TOKYO巡礼歌 唐獅子牡丹

文楽(人形浄瑠璃)と昭和の日本映画と麻雀漫画について書くブログ

 麻雀漫画家を志す全ての人に贈る 麻雀漫画の描き方 1時限目

たまたま見た、ある漫画批評サイトに、「デスノートは例えるなら麻雀漫画である」と書かれていました。
限定された状況の中、相手の策を成功させないようにしつつ自分の策を成功させる。しかし脇にはそれを考えていないようなタコもいる。混乱する場を見据え、自分の策を成し遂げることはできるのか。
…なるほど…デスノートは麻雀漫画だったのか*1。つまり…麻雀漫画は…世で大ウケする可能性を…孕んでいるということなのか…。漫画家を目指す人は星の数ほどいるでしょうが、その中でもおそらく数えられるほどしかいないであろう麻雀漫画家を目指す若き漫画家の卵のみなさん、満天の星空のような漫画家を目指す人々の中でも馬頭星雲的ポジンションではありますが、今ががんばり時のようです。


しかし、卵の殻を破らねば、雛鳥は生まれずに死んでゆく。ものをつくることを志す人は、手を動かさねば話になりません。それでは、麻雀漫画はどのように描けばよいのでしょうか?
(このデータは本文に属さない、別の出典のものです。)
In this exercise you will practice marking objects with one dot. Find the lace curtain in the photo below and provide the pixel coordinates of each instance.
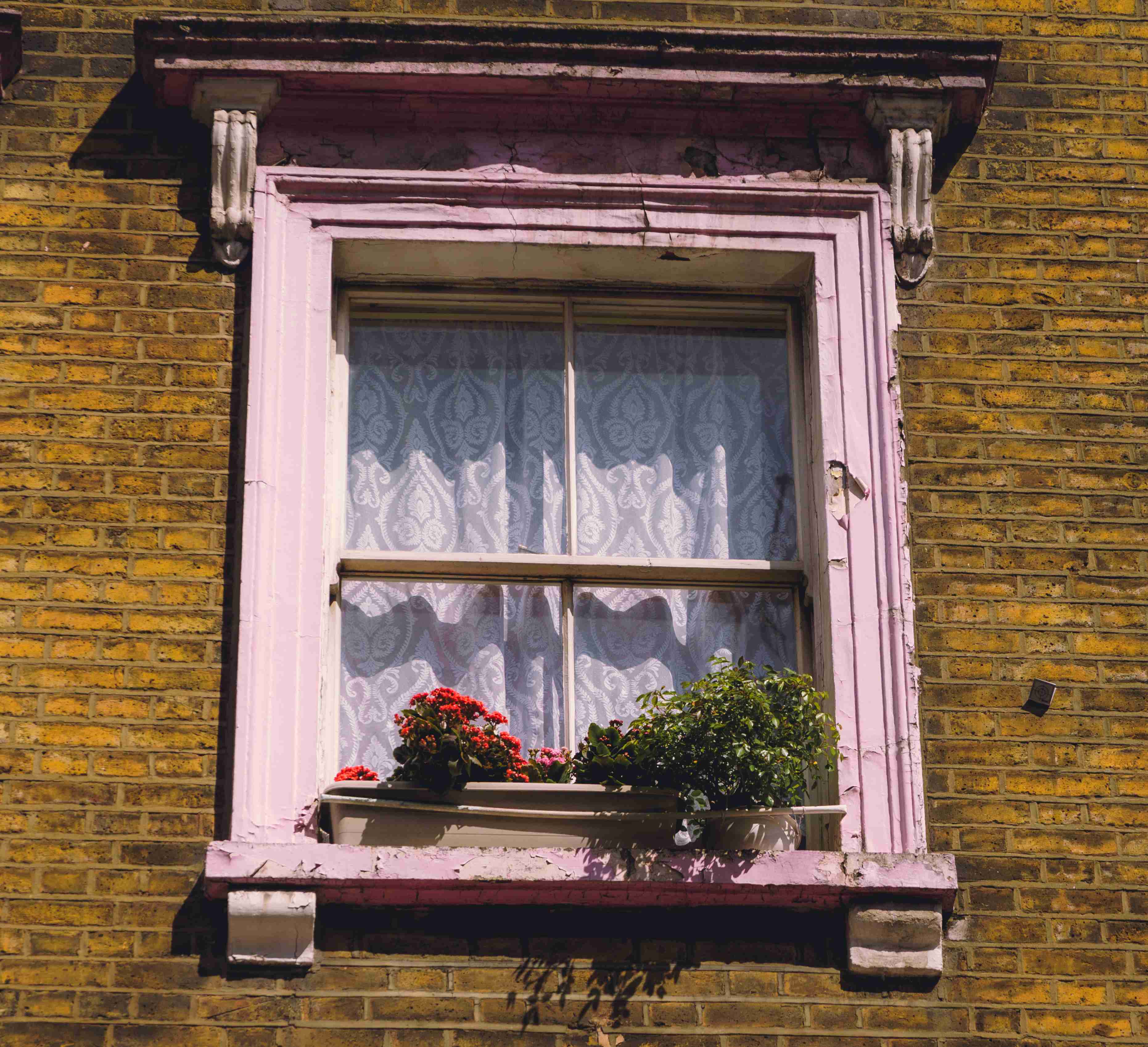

先日相原コージ+竹熊健太郎の『サルでも描けるまんが教室』という本が復刻されました。
この本では様々なジャンルの漫画の描き方が説明されていますが、その中に「麻雀漫画の描き方」というコンテンツも収録されています。
この本には「麻雀漫画は麻雀ができなくとも、麻雀がなにか分かっていれば描ける」とあります。
また、麻雀漫画に大切なことは3つの「はったり」であり、それは「セリフのはったり」「顔のはったり」であると書かれています。あとのひとつは忘れました。顔のはったりが大切であるというのは核心を突いていると思います。ほとんど上半身のみ、しかも着席しているので手元と表情以外は全く動きなしという超制限された状況の中、どれだけ差別化が図れるか…、これはとても重要な問題です。相当の画力と演出力がないと話になりません。麻雀漫画は究極の顔漫画だということです。はったりをさらに利かせるためには、能條や嶺岸のようにヤクザ顔をやたらうまく描けることも重要となります。能條的にはティアドロップ型のグラサン、嶺岸的には金ネックレスがマストアイテムです。うら若き男子があんなに胸元全開なのは風紀的によろしくありませんが、麻雀漫画的にはむしろ推奨されるべきことなのであります。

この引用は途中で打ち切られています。